Statistical analyses

In the current study, the total SPQ score was used to median split participants into high- and low-schizotypy subgroups. Questionnaire scores, mean reaction times (RTs), and mean accuracies (RAs) were analyzed with mixed-model repeated-measures analysis of variance (ANOVA) using a multivariate approach. SPQ subgroup was the between-subjects factor, whereas category (animal vs. object names) and session (Session 1 vs. Session 2) were the within-subject factors.
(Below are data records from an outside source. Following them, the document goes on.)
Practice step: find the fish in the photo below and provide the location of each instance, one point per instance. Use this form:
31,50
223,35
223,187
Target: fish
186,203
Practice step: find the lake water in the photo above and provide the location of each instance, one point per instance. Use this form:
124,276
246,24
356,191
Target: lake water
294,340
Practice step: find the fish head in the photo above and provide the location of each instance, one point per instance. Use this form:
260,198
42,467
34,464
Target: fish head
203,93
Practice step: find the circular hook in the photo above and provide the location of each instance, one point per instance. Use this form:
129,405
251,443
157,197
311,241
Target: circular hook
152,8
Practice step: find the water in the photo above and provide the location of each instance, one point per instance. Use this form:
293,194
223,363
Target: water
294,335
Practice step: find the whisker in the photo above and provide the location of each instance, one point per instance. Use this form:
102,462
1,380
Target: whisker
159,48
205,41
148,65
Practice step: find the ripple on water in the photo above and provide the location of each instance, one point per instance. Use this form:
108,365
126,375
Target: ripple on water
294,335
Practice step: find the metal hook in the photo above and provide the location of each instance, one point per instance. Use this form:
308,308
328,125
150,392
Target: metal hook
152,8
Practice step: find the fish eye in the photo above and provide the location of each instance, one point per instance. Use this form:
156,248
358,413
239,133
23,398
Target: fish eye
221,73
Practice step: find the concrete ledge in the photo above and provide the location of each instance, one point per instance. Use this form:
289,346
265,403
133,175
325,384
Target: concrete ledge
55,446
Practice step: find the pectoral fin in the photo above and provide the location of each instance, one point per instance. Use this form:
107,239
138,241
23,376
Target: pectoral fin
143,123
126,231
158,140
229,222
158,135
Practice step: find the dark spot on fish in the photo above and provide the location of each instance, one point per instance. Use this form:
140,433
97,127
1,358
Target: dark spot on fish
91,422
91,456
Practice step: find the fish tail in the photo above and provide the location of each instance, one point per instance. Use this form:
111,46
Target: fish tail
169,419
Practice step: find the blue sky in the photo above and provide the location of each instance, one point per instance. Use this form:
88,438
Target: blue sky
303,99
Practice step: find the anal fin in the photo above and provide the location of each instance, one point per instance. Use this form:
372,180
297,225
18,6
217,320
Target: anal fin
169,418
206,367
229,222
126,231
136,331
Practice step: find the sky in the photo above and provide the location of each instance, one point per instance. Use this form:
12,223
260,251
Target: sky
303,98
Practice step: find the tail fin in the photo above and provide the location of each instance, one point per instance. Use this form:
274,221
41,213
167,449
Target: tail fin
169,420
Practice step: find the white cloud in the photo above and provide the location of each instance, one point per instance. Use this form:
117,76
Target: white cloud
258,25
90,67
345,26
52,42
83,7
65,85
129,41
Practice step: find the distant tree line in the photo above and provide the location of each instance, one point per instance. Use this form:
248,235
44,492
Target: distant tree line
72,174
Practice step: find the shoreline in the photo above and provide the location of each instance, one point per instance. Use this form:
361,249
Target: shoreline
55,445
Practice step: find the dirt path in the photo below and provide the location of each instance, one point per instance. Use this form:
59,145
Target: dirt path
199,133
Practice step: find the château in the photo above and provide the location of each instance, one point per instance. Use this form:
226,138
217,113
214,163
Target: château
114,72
Mean N400 amplitudes and N400 effects (subtracting the ERP elicited by exemplars from the ERP evoked by unrelated non-exemplars) were also analyzed with mixed-model repeated-measures ANOVA having the same between- and within-subject factors, to which electrode was added as a within-subject factor (11 levels: Fc3/4, C3/4, Cp3/4, P3/4, Pz, Cz, and Fcz). As previous literature has shown that the N400 effect is usually most prominent at central and parietal sites54, we also computed a mean of all these electrodes. These simpler statistics are provided in the Supplementary Materials.

For the reliability analysis, test–retest and internal consistency reliability of N400 amplitudes for non-exemplar and exemplar conditions between session 1 and session 2 were processed in the ERP Reliability Analysis (ERA) Toolbox111. The acceptable reliability cut-off was set as 0.7 due to the novelty of assessing the reliability of this particular semantic task111. For the test–retest reliability of behavioral data and questionnaires, intraclass correlation coefficients (ICCs) and Pearson’s r correlation coefficients between session 1 and session 2 were calculated. A “Two-Way mixed effects model” and “absolute agreement” were used in the ICCs calculation51,112.

All statistical analysis were performed with IBM SPSS Statistics (version 27). The Greenhouse and Geisser’s adjustment of the degrees of freedom was used to compensate for the heterogeneity of variances across electrodes. In those cases, the original F-values and degrees of freedom are provided together with the corrected p-values. The Benjamini–Hochberg false discovery rate (B-H FDR) procedure was then used to evaluate the significance of each p-value of each series of tests. P-values were thus first ranked from the most to the least significant. One B-H FDR threshold for each of these p-values was then computed by dividing its rank by the total number of tests and by multiplying the result by the false discovery rate chosen (i.e., 10%). The p-value was declared significant if it was smaller than that threshold.